友人と会社を設立し、取締役として事業を行っています。会社の業績は順調ですが、プライベートで妻が病気になり、医療費や生活費が不足し、借金が膨らんでいます。取締役を続けながら借金を減らす方法はありますか。

 個人の方が借金を整理する「債務整理」には、「自己破産」「民事再生(個人再生)」「任意整理」があります。自己破産の場合は、裁判所の許可が出れば借金の返済をしなくて済みますが(免責)、職業の制限があり、役員もいったん、退任しなければなりません(会社法330条、民法653条2号)。 そのため取締役を続けながらの借金整理には任意整理か個人再生を検討することになります。

 任意整理とは、裁判所を介さずに、金融機関などの債権者と個別に、直接、借金の減免や支払期限の猶予について交渉する方法です。一般的に、借金を3年から5年程度の分割で返済し、将来の利息は免除、という合意の成立を目指します。ただし、強制力はなく、各債権者と合意できない場合もあります。

 一方、個人再生は、裁判所に申し立てて、最大で借金を5分の1に減らす制度です。ただし、厳しい条件があります。主な条件は、借金の総額は5千万円未満、破産の恐れがあり(債務超過)、将来にわたり安定した収入が見込まれることです。

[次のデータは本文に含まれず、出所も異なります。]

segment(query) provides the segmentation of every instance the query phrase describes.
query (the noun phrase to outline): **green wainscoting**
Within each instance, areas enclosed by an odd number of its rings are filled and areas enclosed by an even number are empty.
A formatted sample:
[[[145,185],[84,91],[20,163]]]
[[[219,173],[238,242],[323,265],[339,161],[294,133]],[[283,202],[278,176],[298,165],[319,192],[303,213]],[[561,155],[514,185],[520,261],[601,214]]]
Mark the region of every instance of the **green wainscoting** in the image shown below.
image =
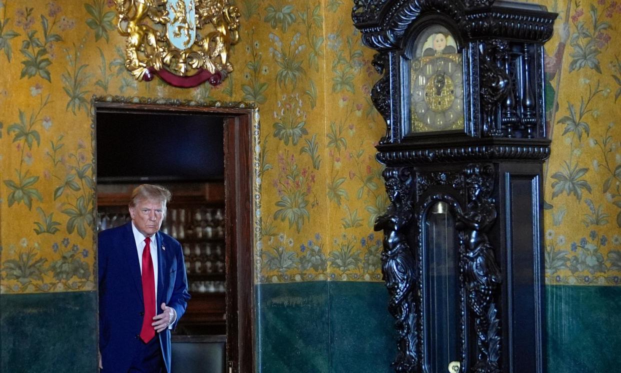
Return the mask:
[[[266,283],[256,295],[259,373],[394,371],[383,283]],[[621,287],[552,285],[546,297],[548,373],[621,372]]]
[[[621,287],[546,287],[548,373],[621,372]]]
[[[96,373],[97,293],[0,295],[0,373]]]
[[[256,295],[260,373],[391,372],[383,283],[267,283]]]

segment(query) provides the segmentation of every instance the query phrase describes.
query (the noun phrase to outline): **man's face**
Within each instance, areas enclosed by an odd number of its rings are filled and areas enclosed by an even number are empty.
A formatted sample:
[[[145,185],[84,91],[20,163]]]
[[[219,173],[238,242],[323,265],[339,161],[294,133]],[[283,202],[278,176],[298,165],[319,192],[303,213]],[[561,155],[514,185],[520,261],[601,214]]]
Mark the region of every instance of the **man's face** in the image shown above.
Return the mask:
[[[160,230],[166,213],[166,205],[157,200],[141,200],[129,207],[129,214],[138,231],[152,236]]]
[[[436,50],[442,50],[446,46],[446,39],[442,34],[435,35],[433,39],[433,49]]]

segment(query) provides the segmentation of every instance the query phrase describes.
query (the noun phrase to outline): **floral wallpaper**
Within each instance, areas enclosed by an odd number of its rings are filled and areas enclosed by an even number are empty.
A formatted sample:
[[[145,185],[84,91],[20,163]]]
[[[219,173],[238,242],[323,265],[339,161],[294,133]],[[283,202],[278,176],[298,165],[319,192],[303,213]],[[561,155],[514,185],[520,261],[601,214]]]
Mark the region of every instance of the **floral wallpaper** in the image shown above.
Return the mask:
[[[618,285],[621,3],[543,2],[560,14],[546,45],[546,280]],[[256,103],[256,282],[381,280],[385,124],[351,2],[236,4],[235,71],[182,90],[126,70],[111,0],[0,0],[0,293],[95,288],[94,94]]]

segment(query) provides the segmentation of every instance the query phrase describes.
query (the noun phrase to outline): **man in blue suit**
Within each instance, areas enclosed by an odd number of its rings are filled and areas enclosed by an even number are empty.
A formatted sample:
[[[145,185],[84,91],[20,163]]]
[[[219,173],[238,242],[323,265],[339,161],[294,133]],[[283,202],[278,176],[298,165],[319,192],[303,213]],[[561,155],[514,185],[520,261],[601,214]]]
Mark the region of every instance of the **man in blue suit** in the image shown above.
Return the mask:
[[[101,373],[170,373],[170,331],[190,297],[181,246],[158,231],[170,197],[138,186],[132,221],[99,233]]]

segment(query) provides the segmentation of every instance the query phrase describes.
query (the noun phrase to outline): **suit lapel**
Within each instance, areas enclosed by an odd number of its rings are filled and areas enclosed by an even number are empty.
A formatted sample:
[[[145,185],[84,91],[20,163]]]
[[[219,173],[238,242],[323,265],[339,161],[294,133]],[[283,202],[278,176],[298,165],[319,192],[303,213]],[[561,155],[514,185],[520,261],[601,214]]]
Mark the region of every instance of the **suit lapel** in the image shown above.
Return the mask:
[[[122,247],[122,252],[125,256],[126,259],[124,260],[128,265],[128,270],[131,274],[132,279],[135,285],[136,292],[138,297],[140,300],[140,303],[143,303],[144,300],[142,297],[142,277],[140,275],[140,263],[138,260],[138,249],[136,247],[136,240],[134,237],[134,232],[132,231],[132,222],[128,223],[125,225],[125,229],[124,232],[123,239],[121,242],[127,242],[127,247]]]
[[[158,232],[155,234],[157,242],[157,306],[158,313],[160,311],[160,305],[164,302],[164,277],[166,275],[165,269],[167,268],[166,251],[162,249],[161,234]]]

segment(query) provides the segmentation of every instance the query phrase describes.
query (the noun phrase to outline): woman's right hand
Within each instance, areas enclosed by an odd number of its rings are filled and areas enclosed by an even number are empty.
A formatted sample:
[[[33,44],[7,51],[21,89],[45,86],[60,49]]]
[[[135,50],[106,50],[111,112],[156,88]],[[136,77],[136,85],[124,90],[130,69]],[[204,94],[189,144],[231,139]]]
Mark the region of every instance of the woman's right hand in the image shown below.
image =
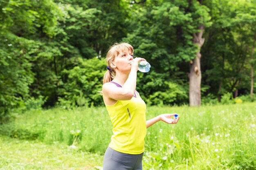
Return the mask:
[[[139,57],[137,57],[132,60],[131,62],[132,65],[131,69],[135,69],[136,71],[139,69],[139,62],[141,61],[146,61],[145,59]]]

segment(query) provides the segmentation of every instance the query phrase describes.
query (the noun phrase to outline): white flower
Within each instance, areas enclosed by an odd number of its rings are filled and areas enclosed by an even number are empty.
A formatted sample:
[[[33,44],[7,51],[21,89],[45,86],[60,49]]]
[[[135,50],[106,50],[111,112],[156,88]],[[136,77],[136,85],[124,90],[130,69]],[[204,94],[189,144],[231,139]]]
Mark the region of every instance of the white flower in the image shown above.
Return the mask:
[[[76,149],[77,148],[77,147],[75,146],[74,145],[70,145],[70,148],[71,149]]]
[[[229,136],[230,136],[230,134],[229,134],[229,133],[225,135],[225,137],[227,137]]]
[[[164,160],[166,160],[167,159],[167,157],[166,157],[166,156],[165,157],[164,157],[162,158],[162,159]]]

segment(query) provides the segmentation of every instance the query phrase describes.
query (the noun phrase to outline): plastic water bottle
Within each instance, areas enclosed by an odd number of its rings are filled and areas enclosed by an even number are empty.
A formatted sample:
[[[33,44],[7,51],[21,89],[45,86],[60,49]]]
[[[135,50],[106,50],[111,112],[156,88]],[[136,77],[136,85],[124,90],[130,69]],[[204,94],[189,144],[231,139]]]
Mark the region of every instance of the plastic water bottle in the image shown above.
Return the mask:
[[[139,63],[139,71],[142,73],[147,73],[149,71],[151,66],[148,62],[141,61]]]

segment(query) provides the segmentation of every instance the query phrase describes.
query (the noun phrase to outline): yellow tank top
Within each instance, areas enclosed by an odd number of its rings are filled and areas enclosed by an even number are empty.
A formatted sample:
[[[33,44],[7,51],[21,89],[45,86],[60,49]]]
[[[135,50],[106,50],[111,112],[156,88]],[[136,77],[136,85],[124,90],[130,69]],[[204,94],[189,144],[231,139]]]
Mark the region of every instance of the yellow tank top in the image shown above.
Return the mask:
[[[117,86],[121,86],[116,83]],[[118,86],[118,85],[119,86]],[[104,100],[104,95],[103,96]],[[129,100],[118,100],[114,105],[105,103],[113,125],[113,135],[109,146],[117,151],[129,154],[144,152],[146,133],[146,105],[135,91]]]

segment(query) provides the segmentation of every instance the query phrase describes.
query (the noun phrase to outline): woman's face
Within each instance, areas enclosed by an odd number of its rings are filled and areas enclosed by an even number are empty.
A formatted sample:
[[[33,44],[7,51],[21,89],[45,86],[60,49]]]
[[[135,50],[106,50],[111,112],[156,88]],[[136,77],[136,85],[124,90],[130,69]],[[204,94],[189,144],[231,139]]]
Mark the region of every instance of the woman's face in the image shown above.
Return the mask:
[[[116,70],[121,72],[129,72],[131,69],[131,62],[133,60],[133,53],[126,50],[121,52],[114,60]]]

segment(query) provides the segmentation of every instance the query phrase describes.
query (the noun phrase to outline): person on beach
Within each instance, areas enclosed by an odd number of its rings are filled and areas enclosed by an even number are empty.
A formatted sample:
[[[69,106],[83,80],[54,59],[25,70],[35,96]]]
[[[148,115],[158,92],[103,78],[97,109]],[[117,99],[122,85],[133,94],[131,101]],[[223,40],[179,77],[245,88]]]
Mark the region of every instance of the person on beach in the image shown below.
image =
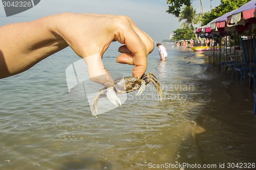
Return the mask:
[[[194,46],[194,40],[192,38],[191,38],[189,42],[190,44],[189,51],[193,51],[193,50],[192,50],[192,47]]]
[[[159,43],[157,44],[157,46],[159,48],[159,54],[160,57],[160,60],[165,61],[168,55],[165,47]]]
[[[205,41],[205,46],[209,46],[209,43],[210,42],[210,41],[209,39],[207,38],[206,40]]]
[[[178,42],[176,44],[176,45],[177,45],[177,48],[179,48],[179,47],[180,47],[180,43],[179,42]]]
[[[112,15],[64,13],[9,24],[0,27],[0,79],[22,72],[70,46],[85,60],[91,79],[107,87],[112,80],[101,60],[112,42],[124,44],[116,62],[135,65],[132,74],[139,78],[154,47],[152,38],[130,17]],[[105,79],[95,78],[105,74]]]

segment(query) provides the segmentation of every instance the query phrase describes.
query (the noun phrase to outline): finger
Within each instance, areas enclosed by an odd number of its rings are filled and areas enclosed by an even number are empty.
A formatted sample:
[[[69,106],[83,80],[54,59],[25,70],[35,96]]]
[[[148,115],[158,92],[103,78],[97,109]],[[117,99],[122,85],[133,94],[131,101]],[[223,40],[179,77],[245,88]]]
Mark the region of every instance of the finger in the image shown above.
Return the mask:
[[[116,62],[121,64],[134,65],[133,63],[133,56],[127,53],[123,53],[117,57]]]
[[[131,51],[128,49],[126,45],[123,45],[119,47],[119,48],[118,48],[118,52],[121,53],[132,53]]]
[[[154,50],[154,40],[147,34],[139,29],[139,28],[137,26],[137,25],[133,21],[133,20],[131,19],[131,18],[127,16],[126,16],[126,18],[130,22],[134,31],[139,35],[143,43],[145,44],[146,48],[146,53],[147,56],[148,54],[151,53]]]

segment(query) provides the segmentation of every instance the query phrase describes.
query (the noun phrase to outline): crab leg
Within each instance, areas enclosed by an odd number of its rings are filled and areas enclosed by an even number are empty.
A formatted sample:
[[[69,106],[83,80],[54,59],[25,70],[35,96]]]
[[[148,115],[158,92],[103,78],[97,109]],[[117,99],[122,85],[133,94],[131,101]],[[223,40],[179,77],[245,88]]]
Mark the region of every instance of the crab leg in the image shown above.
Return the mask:
[[[156,87],[158,93],[159,94],[160,101],[162,102],[162,87],[157,80],[156,76],[155,76],[153,73],[148,72],[148,74],[144,75],[142,79],[145,81],[146,84],[148,84],[150,81],[152,82],[152,83],[153,83],[154,86]]]
[[[99,101],[99,99],[100,98],[106,97],[106,92],[107,92],[106,89],[100,90],[98,93],[98,94],[97,94],[94,97],[92,105],[92,111],[93,111],[93,115],[95,116],[96,117],[97,117],[97,115],[98,114],[98,111],[97,111],[98,102]]]
[[[139,91],[136,94],[136,95],[140,95],[142,92],[143,92],[144,90],[146,88],[146,82],[145,80],[141,79],[141,85],[140,87],[139,88]]]
[[[117,106],[116,102],[117,102],[120,106],[122,106],[122,103],[118,97],[118,95],[117,95],[117,93],[114,90],[114,87],[110,87],[108,88],[106,90],[108,90],[106,92],[106,97],[109,99],[110,101],[116,106]]]

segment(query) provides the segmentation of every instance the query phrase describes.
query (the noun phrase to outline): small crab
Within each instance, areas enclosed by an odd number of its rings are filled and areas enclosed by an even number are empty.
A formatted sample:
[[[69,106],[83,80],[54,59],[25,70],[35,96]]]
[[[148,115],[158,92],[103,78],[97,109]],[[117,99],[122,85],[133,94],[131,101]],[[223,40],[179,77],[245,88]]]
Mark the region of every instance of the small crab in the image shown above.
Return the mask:
[[[95,96],[92,104],[93,115],[97,117],[98,112],[97,107],[98,101],[100,98],[107,97],[112,103],[117,106],[117,102],[122,105],[118,94],[124,94],[134,90],[139,90],[136,95],[141,94],[150,82],[152,82],[159,93],[160,101],[162,101],[162,88],[157,79],[156,76],[151,72],[148,72],[138,79],[135,77],[126,77],[117,79],[114,80],[114,85],[110,87],[103,87],[100,89],[99,93]]]

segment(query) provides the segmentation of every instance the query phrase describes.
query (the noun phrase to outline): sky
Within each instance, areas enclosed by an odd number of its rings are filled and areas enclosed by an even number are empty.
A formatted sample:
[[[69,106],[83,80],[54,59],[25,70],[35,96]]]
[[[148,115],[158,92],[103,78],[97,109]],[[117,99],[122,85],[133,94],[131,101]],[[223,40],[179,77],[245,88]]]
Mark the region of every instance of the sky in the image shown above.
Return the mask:
[[[19,14],[6,17],[0,4],[0,26],[10,23],[32,21],[62,12],[125,15],[130,16],[142,30],[156,41],[169,39],[170,34],[180,28],[182,22],[168,14],[167,0],[41,0],[33,8]],[[204,11],[209,11],[210,0],[202,0]],[[220,4],[211,0],[212,9]],[[193,0],[197,13],[200,11],[200,0]]]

 具体的には、借金の約5分の1を分割(通常は3年) で返済する「再生計画」を作成して、裁判所が計画を認可すれば、その後は、計画通りに返済すれば、基本的に残りの借金(5分の4) は免除されます。メリットは職業制限はなく役員を続けられること、住宅ローンを払い続けられることなどです。デメリットは手続きが複雑なことです。

 債務整理はどの方法を選んでも、いわゆるブラックリストに名前が掲載され、クレジットカードの利用などが制限されます。さらに、自己破産と個人再生を選択すると官報に掲載されます。個人再生の場合、会社の役員が個人再生手続きをしたこと自体は公表されますので、会社の経営に事実上の悪影響(会社自体の信用力の低下)が生じることも想定されます。

 どの手続きを選択するかは、負債額や債務者数、収入の安定性、資産状況など個別の事情に左右されますので、早めに弁護士に相談されることをお勧めします。